Eine Kriegssonate voller Ironie und Spott

Kommen wir zu Sergei Prokofjews Kriegssonate in B-Dur op.83 Nr. 7 (1942/43). Diese Sonate, das sei vorab bemerkt, ist 1943 von Swjatoslaw Richter in Moskau uraufgeführt worden und bekam zu Stalins 60. Geburtstag den Stalinpreis verliehen. Ebenfalls gehört sie in die Trilogie der Kriegssonaten, Nr. 6, 7 und 8, die alle in der für die Sowjetunion schlimmsten Zeit des 2. Weltkrieges aus der Hand Prokofjews geboren wurden. Worum geht es in dieser Sonate?

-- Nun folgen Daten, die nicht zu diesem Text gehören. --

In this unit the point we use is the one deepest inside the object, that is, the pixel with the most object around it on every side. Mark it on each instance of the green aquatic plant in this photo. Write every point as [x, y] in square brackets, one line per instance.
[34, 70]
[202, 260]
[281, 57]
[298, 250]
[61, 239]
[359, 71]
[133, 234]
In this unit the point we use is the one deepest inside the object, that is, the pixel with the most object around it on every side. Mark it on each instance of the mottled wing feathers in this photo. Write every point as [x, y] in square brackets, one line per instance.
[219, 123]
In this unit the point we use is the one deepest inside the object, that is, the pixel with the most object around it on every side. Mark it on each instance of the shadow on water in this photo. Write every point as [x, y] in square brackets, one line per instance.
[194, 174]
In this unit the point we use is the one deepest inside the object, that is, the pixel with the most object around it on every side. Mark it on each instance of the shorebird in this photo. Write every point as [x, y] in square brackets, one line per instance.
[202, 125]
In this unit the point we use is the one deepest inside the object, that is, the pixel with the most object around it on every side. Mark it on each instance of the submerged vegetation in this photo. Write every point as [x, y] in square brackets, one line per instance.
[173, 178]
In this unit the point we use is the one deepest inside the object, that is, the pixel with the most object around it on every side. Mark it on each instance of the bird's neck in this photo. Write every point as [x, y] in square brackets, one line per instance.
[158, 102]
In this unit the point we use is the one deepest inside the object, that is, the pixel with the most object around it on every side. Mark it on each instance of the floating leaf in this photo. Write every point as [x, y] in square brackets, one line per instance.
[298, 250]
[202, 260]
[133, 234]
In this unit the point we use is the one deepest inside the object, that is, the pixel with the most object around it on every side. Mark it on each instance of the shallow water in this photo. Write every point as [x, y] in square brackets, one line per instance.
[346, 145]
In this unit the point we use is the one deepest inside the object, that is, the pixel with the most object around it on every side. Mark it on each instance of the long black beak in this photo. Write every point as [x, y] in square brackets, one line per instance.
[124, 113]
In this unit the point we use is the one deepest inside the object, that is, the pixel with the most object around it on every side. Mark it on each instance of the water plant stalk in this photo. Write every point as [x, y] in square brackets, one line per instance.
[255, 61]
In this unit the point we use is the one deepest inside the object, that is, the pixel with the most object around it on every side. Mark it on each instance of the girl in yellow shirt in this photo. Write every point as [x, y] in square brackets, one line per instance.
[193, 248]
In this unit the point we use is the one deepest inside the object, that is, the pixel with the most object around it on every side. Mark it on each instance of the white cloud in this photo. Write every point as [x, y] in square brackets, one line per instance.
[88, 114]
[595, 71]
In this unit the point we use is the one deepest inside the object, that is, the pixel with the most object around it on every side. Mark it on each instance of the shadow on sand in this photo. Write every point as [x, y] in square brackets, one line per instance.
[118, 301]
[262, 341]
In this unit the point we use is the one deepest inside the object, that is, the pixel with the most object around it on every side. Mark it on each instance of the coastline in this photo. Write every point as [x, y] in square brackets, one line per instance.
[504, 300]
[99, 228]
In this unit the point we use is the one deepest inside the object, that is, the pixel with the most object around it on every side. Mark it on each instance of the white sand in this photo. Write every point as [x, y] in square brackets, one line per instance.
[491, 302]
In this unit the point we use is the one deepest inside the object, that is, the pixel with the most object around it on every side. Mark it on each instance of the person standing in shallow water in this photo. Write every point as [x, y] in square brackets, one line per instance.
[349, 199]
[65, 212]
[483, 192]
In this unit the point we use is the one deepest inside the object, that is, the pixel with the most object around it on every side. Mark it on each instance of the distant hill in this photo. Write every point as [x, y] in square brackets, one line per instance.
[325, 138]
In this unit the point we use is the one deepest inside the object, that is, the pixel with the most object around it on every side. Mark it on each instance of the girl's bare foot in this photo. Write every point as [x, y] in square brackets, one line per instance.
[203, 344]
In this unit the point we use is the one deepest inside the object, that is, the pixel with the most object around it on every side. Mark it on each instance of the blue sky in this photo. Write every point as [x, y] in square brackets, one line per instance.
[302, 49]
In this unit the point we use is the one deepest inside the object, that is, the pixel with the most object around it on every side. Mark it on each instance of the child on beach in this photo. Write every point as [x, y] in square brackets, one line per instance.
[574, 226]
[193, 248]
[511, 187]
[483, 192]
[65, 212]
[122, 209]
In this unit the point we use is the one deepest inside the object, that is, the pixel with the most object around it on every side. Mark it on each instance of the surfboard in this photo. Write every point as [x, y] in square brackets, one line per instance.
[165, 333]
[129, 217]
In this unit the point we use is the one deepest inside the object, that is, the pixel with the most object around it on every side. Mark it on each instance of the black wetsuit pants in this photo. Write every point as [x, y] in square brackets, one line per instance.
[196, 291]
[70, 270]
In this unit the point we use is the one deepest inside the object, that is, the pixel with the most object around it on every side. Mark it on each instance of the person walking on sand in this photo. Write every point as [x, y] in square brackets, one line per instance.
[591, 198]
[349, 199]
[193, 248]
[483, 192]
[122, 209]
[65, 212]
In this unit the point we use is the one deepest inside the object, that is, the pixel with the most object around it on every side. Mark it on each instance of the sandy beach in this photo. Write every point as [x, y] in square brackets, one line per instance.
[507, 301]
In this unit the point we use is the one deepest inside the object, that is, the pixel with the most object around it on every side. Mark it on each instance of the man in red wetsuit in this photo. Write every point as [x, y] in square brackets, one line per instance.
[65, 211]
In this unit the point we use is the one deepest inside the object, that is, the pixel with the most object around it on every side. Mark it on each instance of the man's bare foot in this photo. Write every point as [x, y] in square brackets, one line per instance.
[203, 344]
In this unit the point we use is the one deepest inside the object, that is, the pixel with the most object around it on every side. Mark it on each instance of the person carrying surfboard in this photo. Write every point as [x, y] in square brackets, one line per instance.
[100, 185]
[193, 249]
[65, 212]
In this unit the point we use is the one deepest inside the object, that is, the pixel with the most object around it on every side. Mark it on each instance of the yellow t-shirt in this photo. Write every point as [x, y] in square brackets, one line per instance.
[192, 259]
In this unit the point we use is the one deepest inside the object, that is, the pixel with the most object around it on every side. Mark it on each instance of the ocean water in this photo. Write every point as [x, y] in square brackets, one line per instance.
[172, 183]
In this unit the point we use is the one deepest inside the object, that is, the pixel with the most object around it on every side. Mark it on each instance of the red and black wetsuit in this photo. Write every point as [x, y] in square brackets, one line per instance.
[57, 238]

Prokofjew wird allgemein unterstellt, diese Sonaten seien eine ironische Antwort auf Stalins Allmachtsgebaren. Tatsächlich aber litt das russische Volk entsetzlich unter den Kriegsfolgen, die die deutsche Armee über das Land gebracht hatte, und die russische Armee war gerade dabei, zu retten was verloren schien. Zudem war Prokofjew im Gegensatz zu Schostakowitsch kein Kritiker Stalins, sondern eher sein politscher und kultureller Begleiter.

 

Martialisch, Inniglich und Perkussiv

Der erste Satz mit der Bezeichnung Allegro inquieto, ist extrem nervös und aufreizend spannend gehalten. Zwar steht das Stück in B-Dur, nur kommt diese Tonart eigentlich nicht vor. Auch benutzt Prokofjew die Sonatenform, die ebenfalls kaum noch zu erkennen ist. Alles scheint sich aufzulösen. Spott und Ironie beherrschen das musikalische Geschehen. Extreme Lautstärke, marschähnliche Passagen und dissonante Skalen durchziehen diesen höchst anspruchsvollen Satz, der sich dann in ein Andante caloroso wandelt. Innig, ja sentimental soll dieser Satz sein. Zunächst ist er gespickt mit Duodezimen, die wie Blue Notes daherkommen. Alles scheint im Lot zu sein. Man hört die Vöglein singen und ist in die Welt der Schumannschen und Schubertschen Romantik versetzt. Doch das in ein Trugbild. Sehr schnell zerfällt alles in eine unbestimmte Chromatik und endet in einer Bordun-begleiteten von Glockenklängen durchzogenen Schlusssequenz.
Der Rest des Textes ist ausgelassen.